# 03.2c: Investigate Jet - Cosine Similarity Analysis

**Goal:** Find the most extreme jet token and examine its nearest neighbors by cosine similarity.

We'll:
1. Load original gamma (uncentered) for cosine similarity
2. Find the jet token with largest L2 norm
3. Compute cosine similarity to all other tokens
4. Show the top 30 most similar tokens
5. Decode tokens to see semantic/syntactic patterns

**Key question:** Are jet tokens similar to each other in the original embedding space?
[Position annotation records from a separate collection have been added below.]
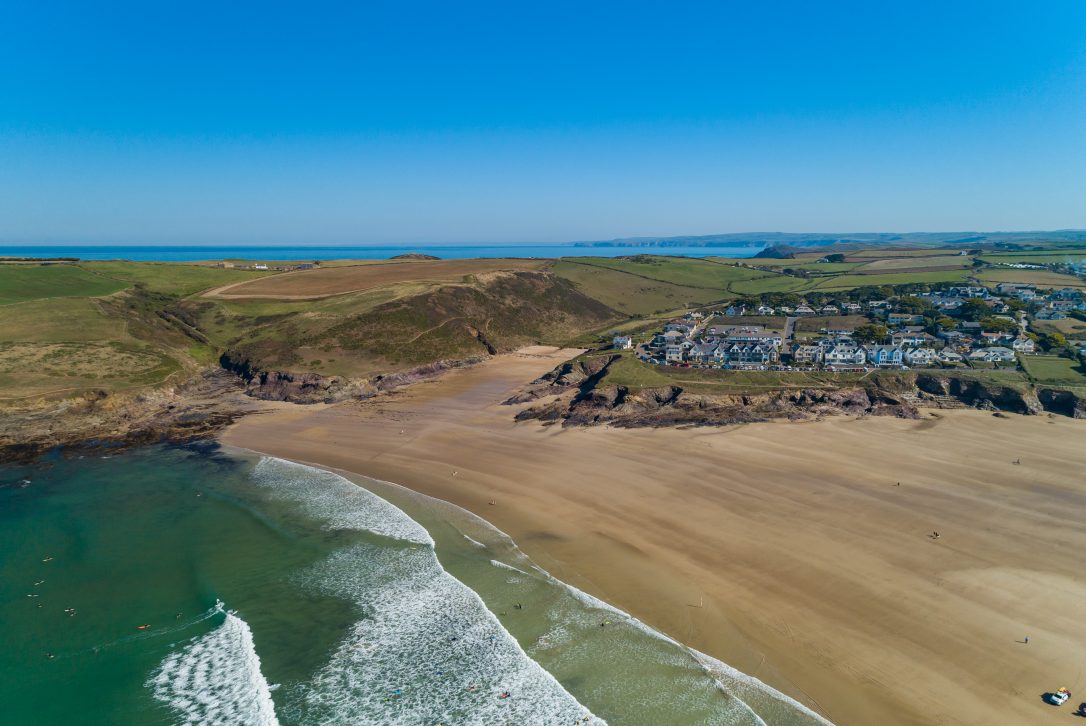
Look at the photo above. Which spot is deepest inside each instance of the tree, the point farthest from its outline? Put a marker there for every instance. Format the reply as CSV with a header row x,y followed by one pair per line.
x,y
914,305
1014,304
870,333
943,322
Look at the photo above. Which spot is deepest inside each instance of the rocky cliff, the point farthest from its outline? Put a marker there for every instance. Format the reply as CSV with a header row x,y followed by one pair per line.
x,y
196,409
578,393
307,387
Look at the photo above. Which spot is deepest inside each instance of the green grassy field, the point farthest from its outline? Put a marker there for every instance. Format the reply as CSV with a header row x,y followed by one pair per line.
x,y
171,278
20,283
631,294
117,325
685,271
1039,257
1039,278
850,281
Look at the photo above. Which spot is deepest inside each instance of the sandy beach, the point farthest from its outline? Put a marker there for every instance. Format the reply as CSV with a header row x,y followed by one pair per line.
x,y
787,550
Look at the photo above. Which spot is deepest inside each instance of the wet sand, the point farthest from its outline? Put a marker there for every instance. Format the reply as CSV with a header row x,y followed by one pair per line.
x,y
785,549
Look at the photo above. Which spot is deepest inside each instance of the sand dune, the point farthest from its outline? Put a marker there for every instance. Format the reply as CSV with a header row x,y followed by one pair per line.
x,y
785,549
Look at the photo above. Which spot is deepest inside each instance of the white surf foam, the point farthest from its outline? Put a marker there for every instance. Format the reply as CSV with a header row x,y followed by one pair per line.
x,y
339,502
216,679
731,680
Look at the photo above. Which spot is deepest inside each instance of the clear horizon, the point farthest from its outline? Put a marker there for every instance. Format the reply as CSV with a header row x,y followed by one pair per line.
x,y
425,124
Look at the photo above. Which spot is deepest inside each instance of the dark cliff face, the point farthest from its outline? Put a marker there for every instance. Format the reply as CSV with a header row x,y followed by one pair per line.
x,y
584,398
672,406
981,394
1065,403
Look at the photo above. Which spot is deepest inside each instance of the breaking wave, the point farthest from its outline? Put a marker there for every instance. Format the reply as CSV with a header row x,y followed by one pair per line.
x,y
216,679
427,649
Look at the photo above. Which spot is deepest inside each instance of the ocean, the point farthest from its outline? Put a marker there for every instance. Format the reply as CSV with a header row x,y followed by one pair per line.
x,y
201,585
189,253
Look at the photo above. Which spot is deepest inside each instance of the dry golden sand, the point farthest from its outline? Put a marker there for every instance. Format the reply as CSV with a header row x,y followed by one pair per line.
x,y
785,549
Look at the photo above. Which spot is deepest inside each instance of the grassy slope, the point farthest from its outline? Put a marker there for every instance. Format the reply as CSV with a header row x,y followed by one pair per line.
x,y
141,311
403,325
632,294
169,278
96,326
1042,278
20,283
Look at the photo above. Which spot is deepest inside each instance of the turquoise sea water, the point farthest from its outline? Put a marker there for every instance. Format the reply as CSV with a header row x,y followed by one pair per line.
x,y
171,253
192,585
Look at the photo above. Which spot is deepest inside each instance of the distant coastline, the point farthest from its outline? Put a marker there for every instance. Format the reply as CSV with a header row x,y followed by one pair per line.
x,y
190,253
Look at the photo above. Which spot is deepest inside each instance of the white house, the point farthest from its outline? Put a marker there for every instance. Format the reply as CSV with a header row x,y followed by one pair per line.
x,y
845,355
993,355
948,356
1023,344
883,355
920,356
674,353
Or are they just geometrically separated after centering?

## Parameters

In [1]:
TENSOR_DIR = "../data/tensors"
MODEL_NAME = "Qwen/Qwen3-4B-Instruct-2507"

# How many nearest neighbors to show
TOP_K = 30

## Imports

In [2]:
import torch
import pandas as pd
import numpy as np
from safetensors.torch import load_file
from pathlib import Path
from transformers import AutoTokenizer

print("Imports loaded successfully.")

Imports loaded successfully.


## Step 1: Load Original Gamma (Uncentered)

In [3]:
# Load original gamma (uncentered)
gamma_path = Path(TENSOR_DIR) / "gamma_qwen3_4b_instruct_2507.safetensors"
gamma = load_file(gamma_path)['gamma']

N, d = gamma.shape

print(f"Loaded γ (original, uncentered):")
print(f"  Tokens: {N:,}")
print(f"  Dimensions: {d:,}")
print(f"  Memory: {gamma.element_size() * gamma.nelement() / 1024**2:.1f} MB")

Loaded γ (original, uncentered):
  Tokens: 151,936
  Dimensions: 2,560
  Memory: 1483.8 MB


## Step 2: Load Jet Mask

In [4]:
# Load jet mask
jet_mask_path = Path(TENSOR_DIR) / "jet_mask.safetensors"
jet_mask = load_file(jet_mask_path)['jet_mask']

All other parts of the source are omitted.